随分多くの海外の節税弁護士、会計士と会ったが、共通しているのは、難しい節税案や相続案が、根っから好きだという点だ。アメリカ人もイギリス人もスイス人も皆同じである。「節税おたく」といってよいほどである。リーガルパッドやレポート用紙を手に、図を書き、矢印を引き、熱心に説明してくれる。食事時も忘れ、私の提案にも食いつくような眼差しをむけてくる。かくも情熱的に節税が追求される一因は、政府は個人の基本的な権利を阻害するものという考えからきているのかもしれない。

     【 基本は長期投資である 】  2002年04月22日掲載
欧米資産家の投資の特徴の一つが長期投資の姿勢である。プライベートバンクも少なくとも五十年先、百年先に資産が目減りしていないのを目標にかかげる。有力なファミリーとなるとどうも樹を育てる感覚で投資するらしい。たしかに、目まぐるしく株の売買を重ねるのは税金や手数料ばかり掛かり大きくは儲けられない。
資産家向けの投資アドバイザーはこぞって長期投資のメリットを力説する。四半期ごとの成績を気にしなくてすめばそれだけ安定した投資を出来るというものである。数年にわたる調査の結果、統計上からも長期投資の優位性を示すデータがでている。実際欧米の資産家達は優良株を買って長く持つ。かなり以前に仕込んだ株があるので含み益は大きい。そして短期的に利益を取りに行く時も、持株は売却せず、融資を受けてポートフォリオのアロケーションを変えたりしている。又通貨に関しても、オーバーレイをして為替損のヘッジをはかり、或いは為替益を取りにいく。資産家がベンチャーで大儲けするのは十年二十年と長期的にかまえているからで、それ今はITだ、次はバイオだというスタンスではない。
長期に保有するなら、株価が安い時、誰も買わないような時に勇気をだして買うに限る。これが大きく儲けるコツである。。日本人は製造業の場合は長期ビジョンにたつのに、金融投資では短期になってしまう嫌いがある。短期に儲けようとするので、どうしても値上がり始めた株、人気が出た株に手を出す事になりそれだけリスクも大きくなる。
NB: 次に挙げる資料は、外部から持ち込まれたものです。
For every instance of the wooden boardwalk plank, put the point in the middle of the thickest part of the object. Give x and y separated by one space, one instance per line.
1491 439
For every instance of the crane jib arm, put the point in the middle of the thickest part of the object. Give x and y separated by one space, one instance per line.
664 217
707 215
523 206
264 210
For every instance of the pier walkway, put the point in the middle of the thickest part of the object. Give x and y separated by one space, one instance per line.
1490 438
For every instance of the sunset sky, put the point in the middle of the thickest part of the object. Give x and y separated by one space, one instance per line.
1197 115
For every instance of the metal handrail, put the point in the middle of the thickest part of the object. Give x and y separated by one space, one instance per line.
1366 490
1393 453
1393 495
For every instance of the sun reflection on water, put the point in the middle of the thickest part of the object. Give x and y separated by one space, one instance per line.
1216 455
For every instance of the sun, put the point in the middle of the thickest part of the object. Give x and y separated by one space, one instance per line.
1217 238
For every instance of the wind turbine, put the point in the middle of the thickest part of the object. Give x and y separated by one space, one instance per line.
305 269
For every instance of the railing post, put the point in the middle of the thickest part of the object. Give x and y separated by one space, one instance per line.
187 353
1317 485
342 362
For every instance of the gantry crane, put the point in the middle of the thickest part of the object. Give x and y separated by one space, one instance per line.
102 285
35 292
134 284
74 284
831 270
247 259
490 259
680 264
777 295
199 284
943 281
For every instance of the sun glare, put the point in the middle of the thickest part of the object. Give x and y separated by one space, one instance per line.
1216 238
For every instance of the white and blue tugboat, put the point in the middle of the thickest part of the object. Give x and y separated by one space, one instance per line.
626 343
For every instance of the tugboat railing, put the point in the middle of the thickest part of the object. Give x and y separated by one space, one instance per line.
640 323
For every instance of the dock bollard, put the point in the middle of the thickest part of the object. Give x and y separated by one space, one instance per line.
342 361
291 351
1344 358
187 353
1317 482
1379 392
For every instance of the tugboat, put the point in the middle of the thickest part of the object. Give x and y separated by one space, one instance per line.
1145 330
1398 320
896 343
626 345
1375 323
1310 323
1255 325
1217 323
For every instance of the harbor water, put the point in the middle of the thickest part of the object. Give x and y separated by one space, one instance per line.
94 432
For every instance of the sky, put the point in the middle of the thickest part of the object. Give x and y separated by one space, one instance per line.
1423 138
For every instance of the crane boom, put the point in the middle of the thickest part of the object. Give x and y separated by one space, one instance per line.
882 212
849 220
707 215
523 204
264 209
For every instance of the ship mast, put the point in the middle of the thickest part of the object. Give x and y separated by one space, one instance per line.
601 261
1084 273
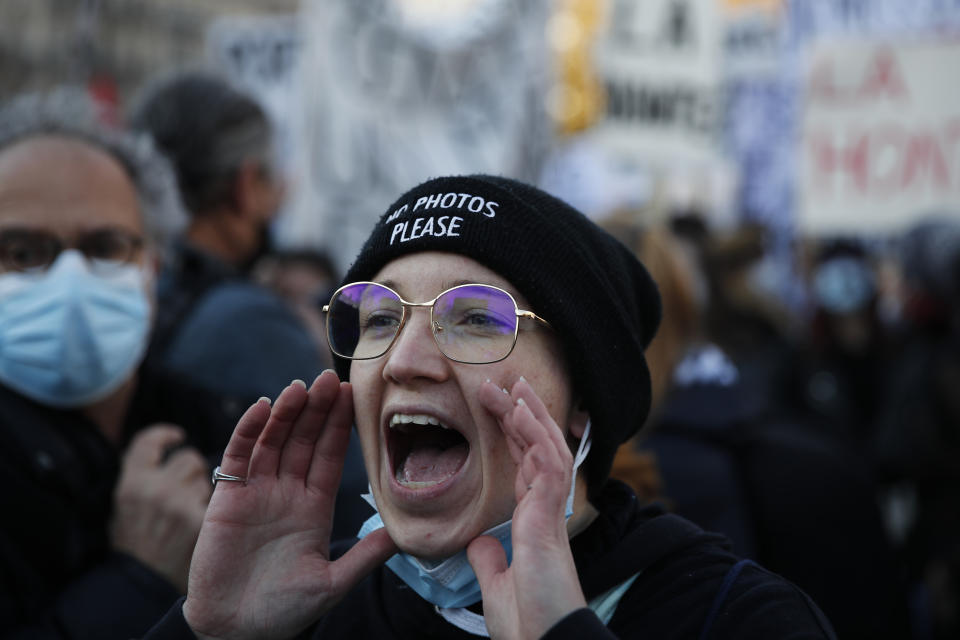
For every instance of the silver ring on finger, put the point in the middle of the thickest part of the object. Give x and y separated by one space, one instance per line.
219 475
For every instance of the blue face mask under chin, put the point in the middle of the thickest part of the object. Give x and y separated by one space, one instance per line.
451 582
69 337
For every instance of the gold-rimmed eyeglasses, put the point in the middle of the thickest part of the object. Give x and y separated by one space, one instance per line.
471 323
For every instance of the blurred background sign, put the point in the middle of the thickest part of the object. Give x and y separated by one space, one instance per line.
879 144
396 91
661 63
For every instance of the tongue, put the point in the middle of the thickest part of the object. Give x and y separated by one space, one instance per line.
433 464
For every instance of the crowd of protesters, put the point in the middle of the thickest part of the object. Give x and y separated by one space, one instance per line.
821 437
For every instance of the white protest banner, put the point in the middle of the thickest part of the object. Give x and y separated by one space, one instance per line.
661 61
396 91
752 38
880 136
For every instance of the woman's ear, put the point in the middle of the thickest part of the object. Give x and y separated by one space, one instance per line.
578 421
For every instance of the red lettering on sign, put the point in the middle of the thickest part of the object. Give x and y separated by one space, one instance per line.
885 161
880 79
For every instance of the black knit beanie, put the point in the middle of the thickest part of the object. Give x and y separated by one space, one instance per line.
597 296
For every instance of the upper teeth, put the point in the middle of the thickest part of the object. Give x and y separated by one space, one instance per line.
417 418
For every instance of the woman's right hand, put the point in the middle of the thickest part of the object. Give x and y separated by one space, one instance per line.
261 566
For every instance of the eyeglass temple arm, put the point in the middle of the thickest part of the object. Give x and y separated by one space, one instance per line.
530 315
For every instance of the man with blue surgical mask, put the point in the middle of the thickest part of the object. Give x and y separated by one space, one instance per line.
102 464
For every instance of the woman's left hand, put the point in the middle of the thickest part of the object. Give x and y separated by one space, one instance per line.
540 587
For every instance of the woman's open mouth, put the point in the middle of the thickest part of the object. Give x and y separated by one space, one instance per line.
424 452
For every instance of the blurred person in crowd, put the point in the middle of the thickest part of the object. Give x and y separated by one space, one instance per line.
848 350
220 144
917 443
215 326
733 461
101 460
303 277
494 340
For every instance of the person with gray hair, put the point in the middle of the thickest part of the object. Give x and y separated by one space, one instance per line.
103 463
215 327
219 141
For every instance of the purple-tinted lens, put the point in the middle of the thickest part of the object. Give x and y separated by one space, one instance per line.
475 323
362 320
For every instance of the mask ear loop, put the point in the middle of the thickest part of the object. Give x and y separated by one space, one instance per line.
582 450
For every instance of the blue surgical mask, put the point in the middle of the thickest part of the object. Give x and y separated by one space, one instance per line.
69 336
451 582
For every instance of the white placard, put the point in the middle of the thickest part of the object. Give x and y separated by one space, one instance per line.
394 94
880 137
661 63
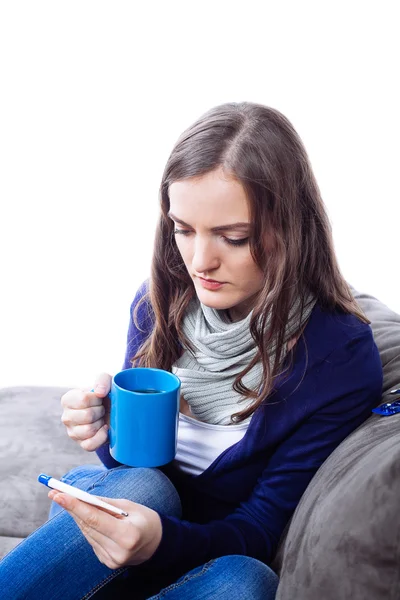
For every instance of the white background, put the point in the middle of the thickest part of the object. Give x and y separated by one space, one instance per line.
93 96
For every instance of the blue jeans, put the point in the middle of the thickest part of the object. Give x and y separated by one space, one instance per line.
56 561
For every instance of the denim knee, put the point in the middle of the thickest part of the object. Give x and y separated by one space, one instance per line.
232 577
146 486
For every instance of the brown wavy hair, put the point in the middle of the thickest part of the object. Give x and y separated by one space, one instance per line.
290 241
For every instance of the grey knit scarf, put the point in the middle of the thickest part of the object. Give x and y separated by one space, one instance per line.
222 349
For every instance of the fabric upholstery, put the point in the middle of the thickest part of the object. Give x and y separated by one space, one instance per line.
344 539
32 440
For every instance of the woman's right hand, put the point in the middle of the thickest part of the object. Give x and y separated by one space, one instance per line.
86 415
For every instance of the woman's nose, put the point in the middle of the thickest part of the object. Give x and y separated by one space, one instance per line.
205 257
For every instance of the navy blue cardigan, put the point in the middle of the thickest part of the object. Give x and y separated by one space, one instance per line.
242 502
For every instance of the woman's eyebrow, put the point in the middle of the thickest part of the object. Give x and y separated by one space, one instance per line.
241 225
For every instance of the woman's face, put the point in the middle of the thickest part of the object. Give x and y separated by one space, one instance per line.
212 228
長期投資の代表格がウォレン・バフェットである。バフェットは株式の選択にあたっても、一連の会社買収にあたっても、よい経営陣がいること、自分の良く知っている業界である事に加えて、企業の本来的価値に注目し、それ以下の価格で購入し長く保有する。一般的に、株価は投資家が欲張りになったり、恐怖心をもつ事で本来的価値と大きく遊離する。バフェットはこのような側面をもつ株価の短期的予測は不可能とし、彼自身の本来的価値を基準とした投資に徹している。そのようにして選択した株式のいくつかに対しては永久保有の宣言をし、最低でも二十年は持ち続けるというどっしりした投資を実践している。実際株式市場は一定のリズムで上がったり下がったりするのではなく、上がるときは一挙に上がる。その時期を逃がさない唯一確かな方法は長期投資に徹する事と言われている。
一方、日本では長期投資を旨とすべき投資信託ですら、成績がよいと証券会社のセールスマンがこぞって手数料稼ぎのために他への乗り換えを勧めたりする。このようなことが罷り通るなら、折角出てきた投資信託投資の芽も潰されてしまうだろう。